Eu creio que se devemos e podemos reduzir de algum modo a protecção á nossa industria, devemos fazer modificando os direitos exorbitantes que o sr. ministro no seu relatorio não duvida chamar quasi prohibitivos, e que, portanto, nenhum resultado podem produzir para o fisco.

Se a industria nacional póde sem prejuizo supportar uma redacção na protecção que todos concordam em conceder-lhe, antes diminuir os direitos protectores em beneficio dos consumidores, e com o augmento da receita publica, do que tributar as materias primas.

Ora, este artigo tributa a, materia prima por excellencia, aquella de que todas as industrias têem necessidade impreterivel, e cada vez mais hão de ter, á medida que se forem desenvolvendo e tomando maior incremento.

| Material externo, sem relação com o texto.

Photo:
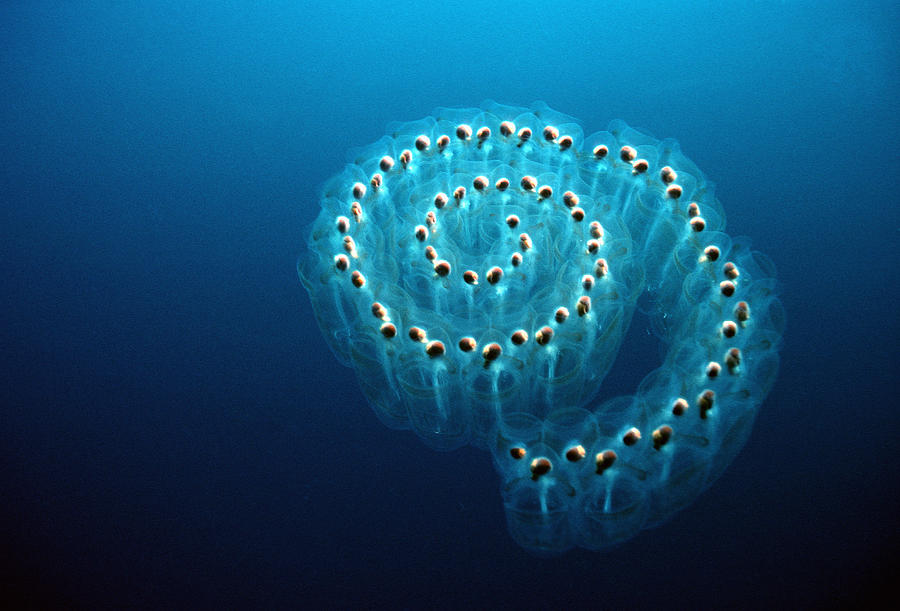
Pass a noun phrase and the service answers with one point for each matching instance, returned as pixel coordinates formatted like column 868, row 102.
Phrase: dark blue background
column 173, row 429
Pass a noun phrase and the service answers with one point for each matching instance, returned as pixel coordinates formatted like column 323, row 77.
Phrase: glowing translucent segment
column 479, row 269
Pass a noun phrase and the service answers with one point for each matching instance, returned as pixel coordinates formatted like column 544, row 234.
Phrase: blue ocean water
column 175, row 431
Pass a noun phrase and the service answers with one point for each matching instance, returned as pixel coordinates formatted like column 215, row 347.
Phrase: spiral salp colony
column 479, row 268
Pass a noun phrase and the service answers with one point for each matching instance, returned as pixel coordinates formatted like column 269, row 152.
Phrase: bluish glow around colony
column 479, row 268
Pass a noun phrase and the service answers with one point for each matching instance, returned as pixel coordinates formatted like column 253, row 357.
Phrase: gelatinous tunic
column 479, row 268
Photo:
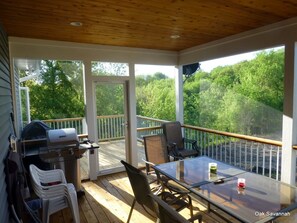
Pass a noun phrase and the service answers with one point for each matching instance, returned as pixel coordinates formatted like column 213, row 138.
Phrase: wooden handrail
column 239, row 136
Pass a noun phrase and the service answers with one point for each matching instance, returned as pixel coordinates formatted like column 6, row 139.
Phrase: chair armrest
column 173, row 151
column 48, row 192
column 192, row 141
column 147, row 166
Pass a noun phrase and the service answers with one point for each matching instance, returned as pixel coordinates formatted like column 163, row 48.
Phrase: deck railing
column 254, row 154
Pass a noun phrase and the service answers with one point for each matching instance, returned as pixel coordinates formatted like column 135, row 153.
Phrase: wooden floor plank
column 108, row 200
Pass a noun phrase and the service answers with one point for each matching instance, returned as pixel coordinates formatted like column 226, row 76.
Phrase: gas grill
column 57, row 148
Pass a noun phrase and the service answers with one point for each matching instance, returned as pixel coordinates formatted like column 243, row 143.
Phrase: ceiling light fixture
column 175, row 36
column 77, row 24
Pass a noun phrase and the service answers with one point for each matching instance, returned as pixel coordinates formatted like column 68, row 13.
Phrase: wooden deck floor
column 108, row 200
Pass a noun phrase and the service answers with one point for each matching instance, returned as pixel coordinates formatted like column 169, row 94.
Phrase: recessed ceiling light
column 76, row 24
column 175, row 36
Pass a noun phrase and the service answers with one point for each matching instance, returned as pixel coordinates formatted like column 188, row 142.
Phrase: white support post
column 91, row 118
column 179, row 102
column 289, row 137
column 132, row 150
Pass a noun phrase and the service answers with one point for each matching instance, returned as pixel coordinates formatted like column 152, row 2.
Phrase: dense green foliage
column 244, row 98
column 57, row 92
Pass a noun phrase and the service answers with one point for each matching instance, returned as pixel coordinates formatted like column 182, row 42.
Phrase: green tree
column 53, row 94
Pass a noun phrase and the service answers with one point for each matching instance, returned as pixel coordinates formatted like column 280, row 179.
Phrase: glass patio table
column 262, row 200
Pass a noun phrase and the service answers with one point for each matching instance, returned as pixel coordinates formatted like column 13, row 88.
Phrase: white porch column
column 132, row 125
column 91, row 118
column 289, row 135
column 179, row 98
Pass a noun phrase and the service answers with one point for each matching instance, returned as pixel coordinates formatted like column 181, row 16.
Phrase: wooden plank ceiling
column 155, row 24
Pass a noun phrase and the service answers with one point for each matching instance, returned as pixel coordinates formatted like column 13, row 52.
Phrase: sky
column 206, row 66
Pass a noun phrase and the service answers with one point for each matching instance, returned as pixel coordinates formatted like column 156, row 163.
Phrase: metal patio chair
column 156, row 153
column 142, row 190
column 167, row 214
column 176, row 143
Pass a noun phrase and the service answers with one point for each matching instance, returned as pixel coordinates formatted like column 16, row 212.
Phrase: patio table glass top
column 263, row 199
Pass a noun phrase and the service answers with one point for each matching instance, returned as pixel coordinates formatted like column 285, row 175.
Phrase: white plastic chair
column 55, row 192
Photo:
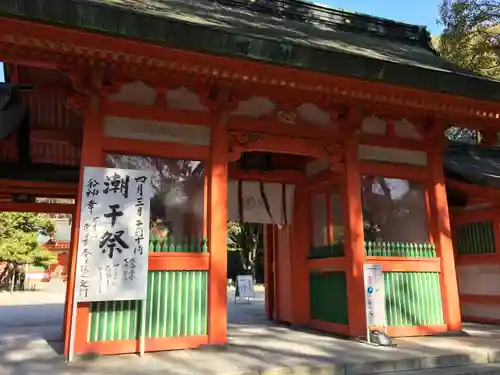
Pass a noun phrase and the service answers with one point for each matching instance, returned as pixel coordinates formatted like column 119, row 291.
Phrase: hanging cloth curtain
column 265, row 200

Sendo o resultado financeiro d’este imposto sobre o carvão relativamente pequeno, e sendo os inconvenientes que d’elle resultam á industria e á navegação de tão alta importancia, seria mais vantajoso, conforme os bons principios economicos, renunciar a elle.

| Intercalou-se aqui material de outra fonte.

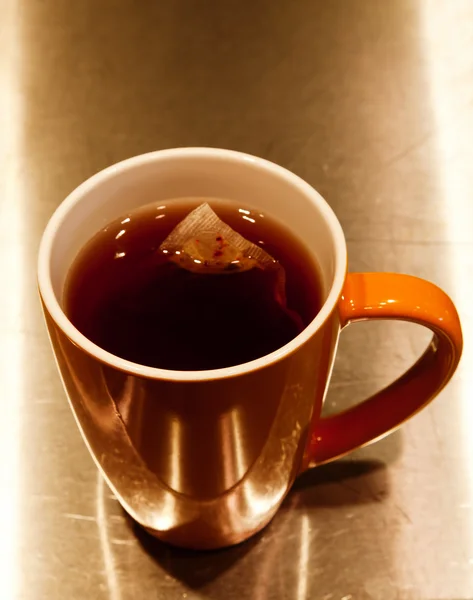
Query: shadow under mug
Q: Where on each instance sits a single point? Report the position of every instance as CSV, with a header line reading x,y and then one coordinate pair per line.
x,y
204,459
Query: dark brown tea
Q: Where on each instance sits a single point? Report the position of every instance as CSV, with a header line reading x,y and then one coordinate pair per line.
x,y
128,298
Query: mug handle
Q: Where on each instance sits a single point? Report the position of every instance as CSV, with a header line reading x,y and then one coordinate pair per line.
x,y
391,296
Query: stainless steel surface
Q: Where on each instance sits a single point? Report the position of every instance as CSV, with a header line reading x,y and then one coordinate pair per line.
x,y
371,102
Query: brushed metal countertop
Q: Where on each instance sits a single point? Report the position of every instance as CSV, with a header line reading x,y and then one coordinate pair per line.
x,y
372,103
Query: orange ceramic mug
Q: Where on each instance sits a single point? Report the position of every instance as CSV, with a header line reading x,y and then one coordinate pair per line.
x,y
204,459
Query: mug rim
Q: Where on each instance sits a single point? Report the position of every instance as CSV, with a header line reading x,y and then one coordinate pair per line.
x,y
53,307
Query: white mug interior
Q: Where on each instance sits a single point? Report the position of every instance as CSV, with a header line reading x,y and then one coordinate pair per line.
x,y
190,172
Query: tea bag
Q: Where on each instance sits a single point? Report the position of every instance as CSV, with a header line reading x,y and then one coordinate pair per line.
x,y
203,244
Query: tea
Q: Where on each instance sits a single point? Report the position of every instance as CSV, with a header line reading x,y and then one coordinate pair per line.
x,y
128,298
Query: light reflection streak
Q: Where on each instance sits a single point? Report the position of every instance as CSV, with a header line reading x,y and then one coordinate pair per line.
x,y
447,44
11,303
107,552
175,452
303,559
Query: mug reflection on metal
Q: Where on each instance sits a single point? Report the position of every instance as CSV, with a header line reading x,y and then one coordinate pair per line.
x,y
303,573
113,583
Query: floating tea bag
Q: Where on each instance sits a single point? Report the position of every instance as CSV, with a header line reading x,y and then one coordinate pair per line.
x,y
203,244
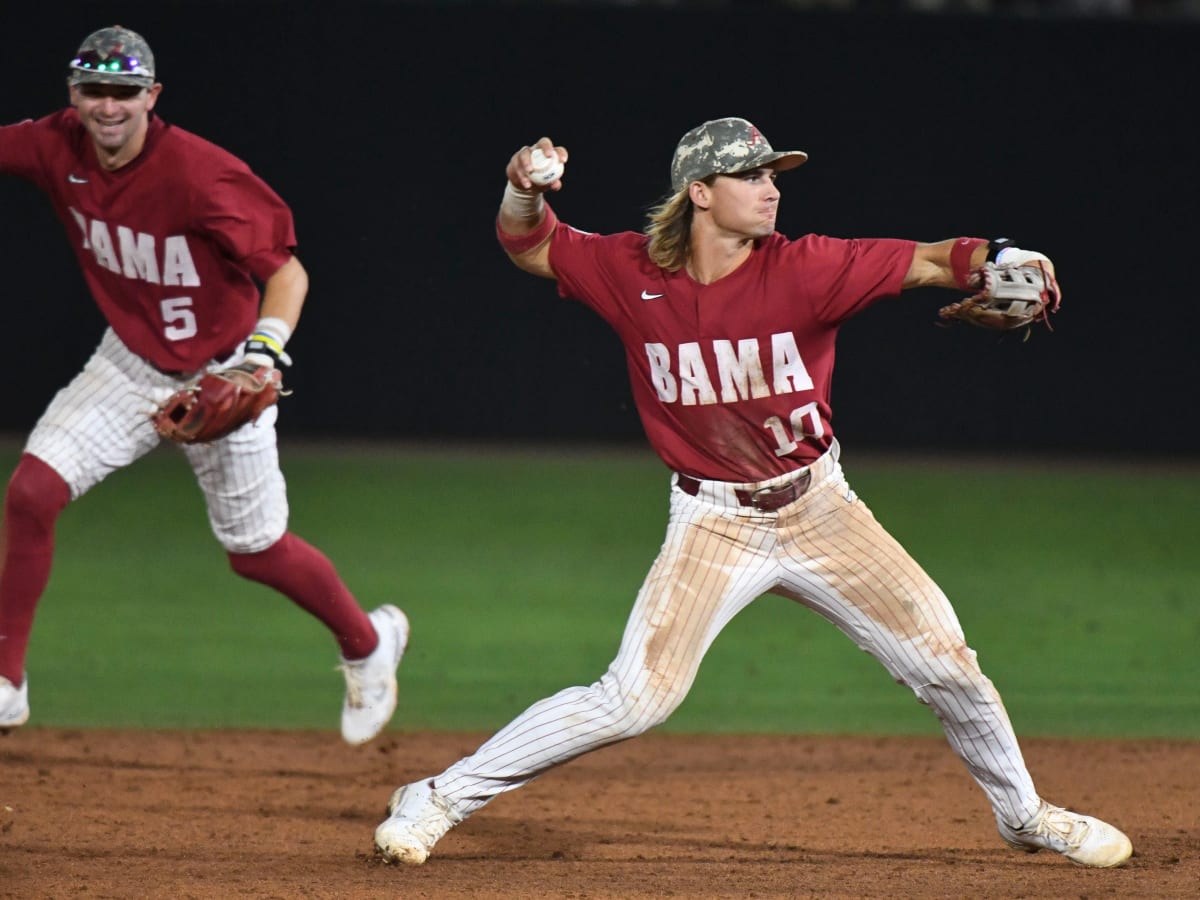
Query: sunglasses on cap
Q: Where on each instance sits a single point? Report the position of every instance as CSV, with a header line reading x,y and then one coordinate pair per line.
x,y
111,64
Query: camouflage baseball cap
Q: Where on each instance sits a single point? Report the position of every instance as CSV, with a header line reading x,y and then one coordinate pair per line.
x,y
726,147
113,55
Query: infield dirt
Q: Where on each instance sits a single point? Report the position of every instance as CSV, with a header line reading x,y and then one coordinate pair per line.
x,y
203,814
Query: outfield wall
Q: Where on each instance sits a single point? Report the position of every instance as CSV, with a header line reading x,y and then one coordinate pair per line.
x,y
388,126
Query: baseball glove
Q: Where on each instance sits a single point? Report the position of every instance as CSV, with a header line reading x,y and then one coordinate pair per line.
x,y
217,403
1007,298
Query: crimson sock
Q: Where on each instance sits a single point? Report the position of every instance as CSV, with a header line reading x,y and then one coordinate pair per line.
x,y
304,574
35,498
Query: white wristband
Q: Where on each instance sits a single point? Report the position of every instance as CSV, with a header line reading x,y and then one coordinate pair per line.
x,y
519,203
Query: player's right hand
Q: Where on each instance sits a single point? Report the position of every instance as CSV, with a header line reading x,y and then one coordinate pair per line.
x,y
521,167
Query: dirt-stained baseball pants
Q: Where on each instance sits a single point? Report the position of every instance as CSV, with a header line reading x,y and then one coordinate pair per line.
x,y
825,551
101,421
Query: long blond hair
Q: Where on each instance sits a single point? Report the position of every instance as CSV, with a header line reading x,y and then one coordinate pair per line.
x,y
669,227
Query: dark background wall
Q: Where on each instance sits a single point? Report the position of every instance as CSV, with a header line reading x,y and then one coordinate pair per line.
x,y
388,126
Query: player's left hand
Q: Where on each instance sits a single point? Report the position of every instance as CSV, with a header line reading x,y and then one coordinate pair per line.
x,y
1008,297
219,403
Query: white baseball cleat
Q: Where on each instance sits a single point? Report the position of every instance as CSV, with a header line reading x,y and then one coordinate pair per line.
x,y
371,682
1081,839
13,703
419,819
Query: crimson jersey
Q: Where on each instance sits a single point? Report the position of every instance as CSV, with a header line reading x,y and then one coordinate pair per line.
x,y
731,379
171,244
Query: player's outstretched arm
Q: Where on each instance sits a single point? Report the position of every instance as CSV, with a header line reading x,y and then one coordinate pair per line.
x,y
949,263
525,222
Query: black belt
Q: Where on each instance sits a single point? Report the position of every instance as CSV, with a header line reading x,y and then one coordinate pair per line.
x,y
766,499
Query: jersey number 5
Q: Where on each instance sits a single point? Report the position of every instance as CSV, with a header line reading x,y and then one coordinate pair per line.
x,y
179,321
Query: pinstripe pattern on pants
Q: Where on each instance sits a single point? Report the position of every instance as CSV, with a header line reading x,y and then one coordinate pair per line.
x,y
827,552
101,421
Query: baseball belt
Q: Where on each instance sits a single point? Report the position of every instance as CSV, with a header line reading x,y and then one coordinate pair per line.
x,y
765,499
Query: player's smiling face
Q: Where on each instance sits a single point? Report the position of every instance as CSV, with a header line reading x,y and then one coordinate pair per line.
x,y
747,203
117,118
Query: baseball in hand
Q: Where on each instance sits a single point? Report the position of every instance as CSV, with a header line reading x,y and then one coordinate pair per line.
x,y
546,169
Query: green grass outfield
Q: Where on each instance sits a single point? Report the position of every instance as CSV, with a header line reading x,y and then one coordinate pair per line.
x,y
1079,586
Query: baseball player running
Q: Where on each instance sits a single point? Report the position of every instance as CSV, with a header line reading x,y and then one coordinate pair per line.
x,y
729,330
172,234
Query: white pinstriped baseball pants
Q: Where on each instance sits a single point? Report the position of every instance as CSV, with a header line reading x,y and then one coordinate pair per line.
x,y
825,551
101,421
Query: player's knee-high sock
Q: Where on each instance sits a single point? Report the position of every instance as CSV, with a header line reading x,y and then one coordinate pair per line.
x,y
307,577
35,498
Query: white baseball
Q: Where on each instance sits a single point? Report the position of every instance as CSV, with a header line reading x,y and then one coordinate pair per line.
x,y
546,169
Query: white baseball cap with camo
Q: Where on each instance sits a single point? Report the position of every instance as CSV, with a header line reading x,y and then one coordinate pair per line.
x,y
113,55
726,147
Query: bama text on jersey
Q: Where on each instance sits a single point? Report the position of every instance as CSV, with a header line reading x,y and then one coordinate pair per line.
x,y
136,255
739,371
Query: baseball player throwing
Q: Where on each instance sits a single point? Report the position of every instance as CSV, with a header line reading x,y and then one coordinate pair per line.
x,y
172,234
729,330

Os inconvenientes que se dão, e que o sr. ministro da fazenda procurou attenuar no seu discurso, affirmando que não ha que temer em relação aos portos do continente, sobem de ponto com relação ao Funchal, onde ha circumstancias especiaes que tornam este imposto excepcionalmente grave e summamente perigoso.

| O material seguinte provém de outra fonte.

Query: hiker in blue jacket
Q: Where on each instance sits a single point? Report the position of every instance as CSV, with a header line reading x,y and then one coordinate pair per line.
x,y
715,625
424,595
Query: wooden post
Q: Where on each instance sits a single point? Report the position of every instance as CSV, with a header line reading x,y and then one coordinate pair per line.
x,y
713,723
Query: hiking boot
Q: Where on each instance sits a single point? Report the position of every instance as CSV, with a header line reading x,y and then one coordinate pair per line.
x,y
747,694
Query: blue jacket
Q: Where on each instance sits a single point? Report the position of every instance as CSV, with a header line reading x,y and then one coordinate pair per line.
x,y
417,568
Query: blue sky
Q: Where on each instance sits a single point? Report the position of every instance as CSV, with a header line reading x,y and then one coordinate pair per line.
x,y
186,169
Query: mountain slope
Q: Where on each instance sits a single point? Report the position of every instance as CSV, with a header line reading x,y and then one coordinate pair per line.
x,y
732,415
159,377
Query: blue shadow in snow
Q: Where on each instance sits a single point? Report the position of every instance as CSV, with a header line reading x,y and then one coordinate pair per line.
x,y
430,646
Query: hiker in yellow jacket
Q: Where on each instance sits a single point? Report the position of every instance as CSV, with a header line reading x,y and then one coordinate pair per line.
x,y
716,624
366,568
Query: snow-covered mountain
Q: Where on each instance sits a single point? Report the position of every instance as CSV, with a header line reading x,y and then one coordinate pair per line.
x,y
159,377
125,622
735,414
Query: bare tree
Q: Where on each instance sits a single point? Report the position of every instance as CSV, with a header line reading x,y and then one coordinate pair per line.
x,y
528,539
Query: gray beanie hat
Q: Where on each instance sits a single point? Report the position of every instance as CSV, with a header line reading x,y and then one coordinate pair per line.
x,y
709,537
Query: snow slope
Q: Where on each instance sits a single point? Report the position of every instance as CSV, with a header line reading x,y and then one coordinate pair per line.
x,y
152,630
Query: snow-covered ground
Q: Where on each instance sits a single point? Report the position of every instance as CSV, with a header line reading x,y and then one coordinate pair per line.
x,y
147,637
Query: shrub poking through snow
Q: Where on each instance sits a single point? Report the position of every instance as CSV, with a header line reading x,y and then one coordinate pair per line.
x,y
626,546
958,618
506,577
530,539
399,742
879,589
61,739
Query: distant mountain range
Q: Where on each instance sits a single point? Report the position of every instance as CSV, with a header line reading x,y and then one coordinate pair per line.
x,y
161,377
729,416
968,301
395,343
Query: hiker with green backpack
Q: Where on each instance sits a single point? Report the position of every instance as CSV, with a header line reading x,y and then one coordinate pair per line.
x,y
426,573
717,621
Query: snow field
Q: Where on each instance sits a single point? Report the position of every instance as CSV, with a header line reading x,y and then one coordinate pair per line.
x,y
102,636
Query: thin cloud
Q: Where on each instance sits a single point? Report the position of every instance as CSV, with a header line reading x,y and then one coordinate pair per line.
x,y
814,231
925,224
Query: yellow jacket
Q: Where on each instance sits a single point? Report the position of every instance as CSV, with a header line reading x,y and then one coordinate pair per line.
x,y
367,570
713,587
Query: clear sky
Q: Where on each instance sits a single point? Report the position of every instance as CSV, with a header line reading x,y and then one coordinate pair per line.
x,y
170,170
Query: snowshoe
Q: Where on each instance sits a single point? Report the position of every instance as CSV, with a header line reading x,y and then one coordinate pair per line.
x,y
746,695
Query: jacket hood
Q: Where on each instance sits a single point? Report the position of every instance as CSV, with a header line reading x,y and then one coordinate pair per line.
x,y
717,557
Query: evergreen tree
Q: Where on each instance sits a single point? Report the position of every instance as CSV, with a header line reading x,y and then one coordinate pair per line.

Não me parece que n’este momento, quando deve brevemente concluir-se o caminho de ferro da Beira, que nos approxima consideravelmente do centro da Europa, quando todos os esforços do governo deviam convergir para dotar o porto de Lisboa com os melhoramentos do que carece para rivalisar com os portos das nações civilsadas, não me parece opportuno que em vez de construir docas, de tornar aqui possiveis as grandes reparações navaes, de dar abrigo ás embarcações, de facilitar o trafico, de tornar pouco dispendioso o abastecimento dos vapores com o combustivel que aqui vem tomar, vamos lançar sobre esse combustivel um pesado o inconveniente imposto.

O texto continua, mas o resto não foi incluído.